I put a hand on his shoulder. He looked at it as though he’d bite it from my arm.

‘Marcus, listen to me.’ I tried. ‘What if these mountains were Iader? What if we were sent into our home town, with the same orders as we have here? Our old friends. Our old neighbours. Are they truly an enemy because one day someone writes a command, and orders it so?’

His eyes drove into my own like a blade. ‘This region has revolted against its lawful master. Against Rome.’

Rome. The city he had never seen. The idea for whom he would kill, and die.

‘No, Marcus.’ I had to try. ‘A leader and his men have revolted, not the region,’ I near pleaded in desperation. ‘Think, Marcus. The people we grew up with. They were good people, and loyal to Rome, were they not? Would you kill them without mercy? Would you condemn them for the actions of other men that they have never met? Never seen?’

I was asking the wrong man.

‘Yes,’ he told me simply. ‘Every one.’

A long breath escaped him, then. His eyes fell to the distant mountains. Somewhere, the ghost of my closest friend stirred. ‘I will not do it, brother,’ he almost whispered. ‘I will not see another of them fall. I will not have another slip away in my arms. For my men, I will kill every rebel, woman and child in this province and beyond, if that’s what it takes. I will do it for my men, I will do it for you, and I will not stop until I am sent to join those I have already failed.’
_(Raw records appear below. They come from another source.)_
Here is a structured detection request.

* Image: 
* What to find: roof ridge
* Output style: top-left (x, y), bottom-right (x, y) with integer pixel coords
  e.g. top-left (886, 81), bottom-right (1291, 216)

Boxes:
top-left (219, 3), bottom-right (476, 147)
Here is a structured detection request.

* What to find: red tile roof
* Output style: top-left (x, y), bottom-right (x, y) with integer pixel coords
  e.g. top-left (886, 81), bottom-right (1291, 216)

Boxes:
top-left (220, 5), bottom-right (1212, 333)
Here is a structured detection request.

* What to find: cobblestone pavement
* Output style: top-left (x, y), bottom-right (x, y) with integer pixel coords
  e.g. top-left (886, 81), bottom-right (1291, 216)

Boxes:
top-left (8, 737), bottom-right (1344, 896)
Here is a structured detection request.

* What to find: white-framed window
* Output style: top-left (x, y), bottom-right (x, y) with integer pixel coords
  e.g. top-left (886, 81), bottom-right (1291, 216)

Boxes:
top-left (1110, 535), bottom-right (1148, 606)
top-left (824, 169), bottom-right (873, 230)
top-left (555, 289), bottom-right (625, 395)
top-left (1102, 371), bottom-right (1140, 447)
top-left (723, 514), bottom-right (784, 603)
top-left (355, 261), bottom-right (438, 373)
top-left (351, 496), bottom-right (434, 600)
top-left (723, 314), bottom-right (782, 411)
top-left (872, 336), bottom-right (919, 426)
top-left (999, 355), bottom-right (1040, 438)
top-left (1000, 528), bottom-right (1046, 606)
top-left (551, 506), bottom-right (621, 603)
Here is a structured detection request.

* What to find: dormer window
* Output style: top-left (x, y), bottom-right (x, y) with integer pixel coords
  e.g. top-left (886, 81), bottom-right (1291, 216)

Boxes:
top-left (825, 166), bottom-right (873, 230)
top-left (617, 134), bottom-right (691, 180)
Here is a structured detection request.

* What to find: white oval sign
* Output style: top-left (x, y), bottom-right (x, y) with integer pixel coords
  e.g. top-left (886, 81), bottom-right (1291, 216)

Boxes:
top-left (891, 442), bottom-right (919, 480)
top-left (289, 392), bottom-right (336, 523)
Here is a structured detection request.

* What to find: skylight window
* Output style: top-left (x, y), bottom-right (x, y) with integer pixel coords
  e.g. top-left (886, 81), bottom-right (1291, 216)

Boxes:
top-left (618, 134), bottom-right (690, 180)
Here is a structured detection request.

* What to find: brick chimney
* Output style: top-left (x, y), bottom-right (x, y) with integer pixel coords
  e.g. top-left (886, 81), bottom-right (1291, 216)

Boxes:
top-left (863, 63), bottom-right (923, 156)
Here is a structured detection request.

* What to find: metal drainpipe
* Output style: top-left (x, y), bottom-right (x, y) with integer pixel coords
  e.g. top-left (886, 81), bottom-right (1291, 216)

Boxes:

‘You haven’t failed anyone,’ I begged.

But the mask was back. A mask of iron, and hate. When he looked back at me, I saw pity. Pity that I couldn’t understand. Pity that I couldn’t be the man that Rome needed me to be.

‘You’re just tired, standard-bearer,’ my brother told me as though speaking to a stranger. ‘You should head back down to the valley, and get some rest.’

I felt as though he had driven his sword into my heart.

‘Marcus, don’t.’

He broke away from my hand on his shoulder. ‘I have to see to my men.’

He walked away. I wanted to follow, but my legs were concrete from grief. ‘Marcus!’ I called after the best part of myself. ‘Marcus! Talk to your commander. We can find a better way. There has to be a better way!’

He stopped, and turned. When he looked at me, I saw only disgust in his eyes. Shame at my weakness.

‘Leaders don’t talk,’ Marcus snorted. ‘They lead.’

He turned his back, and grief ran through every fibre of my being.

I had lost my brother to the mountains.

37

I took Marcus’s advice, and returned to the valley with the resupply column that same day, arriving late in the afternoon.

I soon wished that I hadn’t.

‘What’s going on?’ I asked a bloodied soldier who was helping a comrade to the aid station. Their faces were familiar to me.

‘Second Cohort got ambushed,’ the soldier told me, confirming my fears – these were men that I knew.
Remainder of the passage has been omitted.